How to Stock Your Home Bar

Published in Gourmet Live 03.21.12
Alcohol authority David Wondrich names the 13 essential spirits for cocktails—recipes included

Maybe I’m a little off, but I’ve always wanted to own a bar—and live in it as well. Whether it’s the plush, red leather booths, the big, pulsing jukeboxes, the mellow, soft lighting, I don’t know. I suppose it could be all that booze. But over the years, I’ve enlivened many an idle moment—standing on line at the post office, becalmed on the Brooklyn-Queens Expressway, captive in a conference room—by figuring out just what tunes I’ll have on the jukebox in my bar-home, where I’ll put the Big Buck Hunter machine, what cute names I’ll paint on the restroom doors (Innies and Outies? Checks and Mates?). And, of course, precisely what bottles will be ranked behind the bar.

It’s a harmless fantasy, to be sure, and a not particularly realistic one. I have, however, managed to live one part of the dream. My house is fully stocked with booze. Twelve years of writing about spirits and cocktails have seen to that. Between the bottles people have sent me and what I’ve picked up in my travels, you want it, I’ve got it. Scotch? Sure. Cognac? Check. Barrel-aged cachaça? Goan cashew fenny? You want that over ice or neat? I’ve got bourbon that was distilled in 1919. I’ve got 39 different bottles of rum on the wall. I’ve even got, God help me, a shelf full of blueberry-flavored vodkas and cookie dough–flavored liqueurs and suchlike, although that shelf’s down in the basement, hidden behind the water heater.

I say all this not to gloat, mind you, but to establish my credentials. Most of those bottles gather dust. I’d like to talk about a few that don’t. By that I mean the booze, given practically unlimited access to the stuff, I actually use to mix drinks with; the bottles I’d buy to restock my bar should I one day put my house in the custody of teenagers or invite the English National Rugby Union team over for a drink.

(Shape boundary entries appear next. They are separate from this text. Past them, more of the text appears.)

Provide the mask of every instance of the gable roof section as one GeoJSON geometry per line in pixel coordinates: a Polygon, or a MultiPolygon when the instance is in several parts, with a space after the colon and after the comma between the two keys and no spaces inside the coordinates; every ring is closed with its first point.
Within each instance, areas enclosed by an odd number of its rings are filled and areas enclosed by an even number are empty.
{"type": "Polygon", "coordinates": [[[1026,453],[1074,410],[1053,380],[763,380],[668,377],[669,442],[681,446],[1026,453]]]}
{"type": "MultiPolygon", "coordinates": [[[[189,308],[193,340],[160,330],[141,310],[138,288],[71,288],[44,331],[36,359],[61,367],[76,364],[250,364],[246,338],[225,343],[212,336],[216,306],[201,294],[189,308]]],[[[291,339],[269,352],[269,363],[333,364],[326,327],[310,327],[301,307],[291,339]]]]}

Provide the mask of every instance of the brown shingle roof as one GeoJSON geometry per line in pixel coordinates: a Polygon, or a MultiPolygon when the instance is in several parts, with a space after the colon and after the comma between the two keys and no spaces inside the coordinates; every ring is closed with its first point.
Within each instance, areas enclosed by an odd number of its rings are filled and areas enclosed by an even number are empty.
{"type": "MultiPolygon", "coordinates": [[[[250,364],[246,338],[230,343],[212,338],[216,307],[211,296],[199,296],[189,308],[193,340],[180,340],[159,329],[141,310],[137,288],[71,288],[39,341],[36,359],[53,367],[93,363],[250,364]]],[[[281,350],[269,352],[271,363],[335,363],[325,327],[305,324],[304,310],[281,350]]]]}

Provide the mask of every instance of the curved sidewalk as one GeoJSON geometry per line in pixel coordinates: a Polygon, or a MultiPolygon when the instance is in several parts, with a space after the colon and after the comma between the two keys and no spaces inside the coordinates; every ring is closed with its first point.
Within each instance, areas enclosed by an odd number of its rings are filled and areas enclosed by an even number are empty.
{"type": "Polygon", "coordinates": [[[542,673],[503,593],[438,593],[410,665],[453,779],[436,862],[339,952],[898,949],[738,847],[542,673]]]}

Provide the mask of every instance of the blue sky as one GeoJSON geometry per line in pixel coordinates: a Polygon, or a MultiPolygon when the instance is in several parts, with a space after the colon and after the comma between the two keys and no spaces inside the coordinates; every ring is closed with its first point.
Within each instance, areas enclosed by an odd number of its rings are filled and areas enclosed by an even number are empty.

Here, then, is what experience has shown me to be essential to stocking a bar. I’ve limited my choices to a little more than a dozen mixing spirits; the sipping ones can wait for another time. With these, you should be able to turn out enough different cocktails to satisfy any conceivable mix of friends you might be entertaining, short of the Woman’s Christian Temperance Union. And just to get your shaker warmed up, I’ve added a few can’t-miss cocktail recipes.

Gin

The modern cocktail bar begins with gin. Gin is to the ’teens what vodka was to the ‘80s—the lightest, most mixable spirit you can drink and still seem cool. And judging by the number of new gins on the market, the decade seems likely to end awash in the stuff as well, buried under a mountain of cleverly designed bottles. Most of those newfangled gins I don’t drink, at least not often. Their eccentric approach to botanicals—they’ll often use not just juniper and coriander, which are standard, but things like feverfew, chamisa, and dragon’s eye, which are decidedly not—can make them taste weird in a standard Martini, a simple sour, or a G&T. Even so, it’s still worth having one of these exotics around to invent interesting new drinks when the mood strikes.

1) Plain-old London Dry gin. What with all the novelties around, people sometimes forget how good an old-fashioned London Dry gin can be. I’ve always liked Tanqueray for its juniper-heavy boldness, but Beefeater, Boodles, or Junípero also work just fine in your canonical gin drinks.

2) Plymouth gin. Both a brand and a style of gin, Plymouth is light, clean, and fragrant and mixes perfectly with lemon juice when you want a Tom Collins or such.

3) One oddball. Whether it’s Hendrick’s, flavored with cucumber and rose, or Whitley Neill, flavored with baobab berries, or one of the domestic microdistilled gins such as St. George Botanivore, I like to have a new-style gin on hand for times I’m feeling creative (try one out in the Buckingham, below).